A lander is a spacecraft designed to land on the surface of a celestial body, like a satellite or a planet. For astrobiologist Dirk Schulze-Makuch of Technische Universität Berlin, NASA’s Viking landers that arrived on Mars in 1976 would have potentially destroyed life.
Less life on Mars because of humans
Finding life elsewhere than here, on Earth, continues to make us dream. However, Mars offers a favorable environment for the development of life, thanks to the past presence of water, and still present ice.
Man would not have helped the development of the latter by wanting to explore the red planet. Dirk Schulze-Makuch has suggested that the Viking landers potentially caused casualties during their search for life in the water.
This assumption follows one of his hypotheses: the fact that life on Mars depends on salt deposits, “just like the organisms that live in the driest places on Earth, like the microbes that inhabit the Atacama Desert in Chile,” says Futurism.
NASA’s Viking Lander Experiments
“In hyperarid environments, life can obtain water from salts that draw moisture from the atmosphere […] These salts should therefore be at the heart of research into life on Mars,” underlines Dirk Schulze-Makuch in the journal Nature.
With the Viking landers, astrobiology speculates that they “may have accidentally killed Martian life by applying too much water” during their experiments. This hypothesis goes against NASA scientists, who explained during the 1970s that life needed liquid water to survive.
He also recalls in passing that a study had shown that torrential rains in the Attacam desert had killed 70 to 80% of the indigenous bacteria, because they “could not withstand such a quantity of water so suddenly”. Dirk Schulze-Makuch thus relates this to Mars and the two spacecraft sent by Man: “In the same vein, the Viking landers may have inadvertently killed all signs of life during their experiments” .
Relaunch the search for life on Mars
“If these inferences about organisms surviving in hyperarid conditions on Mars are correct, then rather than ‘follow the water,’ which has long been NASA’s strategy in the search for life on the Red Planet, we “We should also follow hydrated and hygroscopic compounds – salts – as a means of locating microbial life,” concludes Dirk Schulze-Makuch.
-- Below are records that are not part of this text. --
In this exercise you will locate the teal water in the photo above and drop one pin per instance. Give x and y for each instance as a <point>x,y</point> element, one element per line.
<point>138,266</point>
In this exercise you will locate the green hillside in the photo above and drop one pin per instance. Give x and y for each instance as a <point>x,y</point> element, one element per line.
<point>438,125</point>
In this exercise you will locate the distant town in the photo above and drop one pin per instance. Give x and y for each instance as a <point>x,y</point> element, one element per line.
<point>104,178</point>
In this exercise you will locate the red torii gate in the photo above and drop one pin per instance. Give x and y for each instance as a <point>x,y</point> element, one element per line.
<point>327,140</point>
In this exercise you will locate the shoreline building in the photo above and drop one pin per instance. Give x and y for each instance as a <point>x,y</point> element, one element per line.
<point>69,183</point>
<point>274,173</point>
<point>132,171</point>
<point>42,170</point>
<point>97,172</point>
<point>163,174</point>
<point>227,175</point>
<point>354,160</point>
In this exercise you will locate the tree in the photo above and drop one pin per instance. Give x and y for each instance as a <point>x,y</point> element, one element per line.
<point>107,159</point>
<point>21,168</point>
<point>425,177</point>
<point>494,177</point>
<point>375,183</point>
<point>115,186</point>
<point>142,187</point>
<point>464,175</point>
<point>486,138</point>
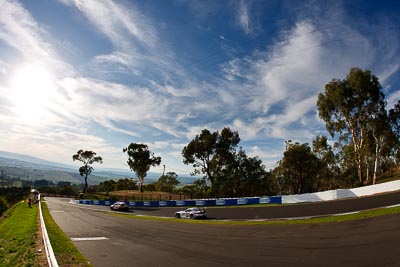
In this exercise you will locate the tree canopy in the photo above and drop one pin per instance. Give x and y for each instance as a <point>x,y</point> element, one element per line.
<point>348,107</point>
<point>209,151</point>
<point>140,159</point>
<point>87,157</point>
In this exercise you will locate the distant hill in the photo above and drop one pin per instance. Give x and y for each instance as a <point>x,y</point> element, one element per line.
<point>31,168</point>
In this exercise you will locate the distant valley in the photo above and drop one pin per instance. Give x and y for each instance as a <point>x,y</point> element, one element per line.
<point>26,167</point>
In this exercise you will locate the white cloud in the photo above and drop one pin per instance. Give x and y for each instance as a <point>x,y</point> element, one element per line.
<point>243,17</point>
<point>119,23</point>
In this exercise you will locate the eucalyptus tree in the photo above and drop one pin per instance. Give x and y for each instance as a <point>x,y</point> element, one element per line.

Speaking to Space.com, the researcher adds that the creation of a brine based on table salt, where “certain bacteria develop”, could also be applied to life on Mars. An idea that makes sense, and which could relaunch the machine 50 years after the Viking landers.
Astrobiology thus underlines that it is time for a new mission to discover life on Mars, and even more so since we know better the environment of the red planet.
“In short, we would like to have several types of life detection methods, independent of each other, and from there we could obtain more convincing data,” he concludes.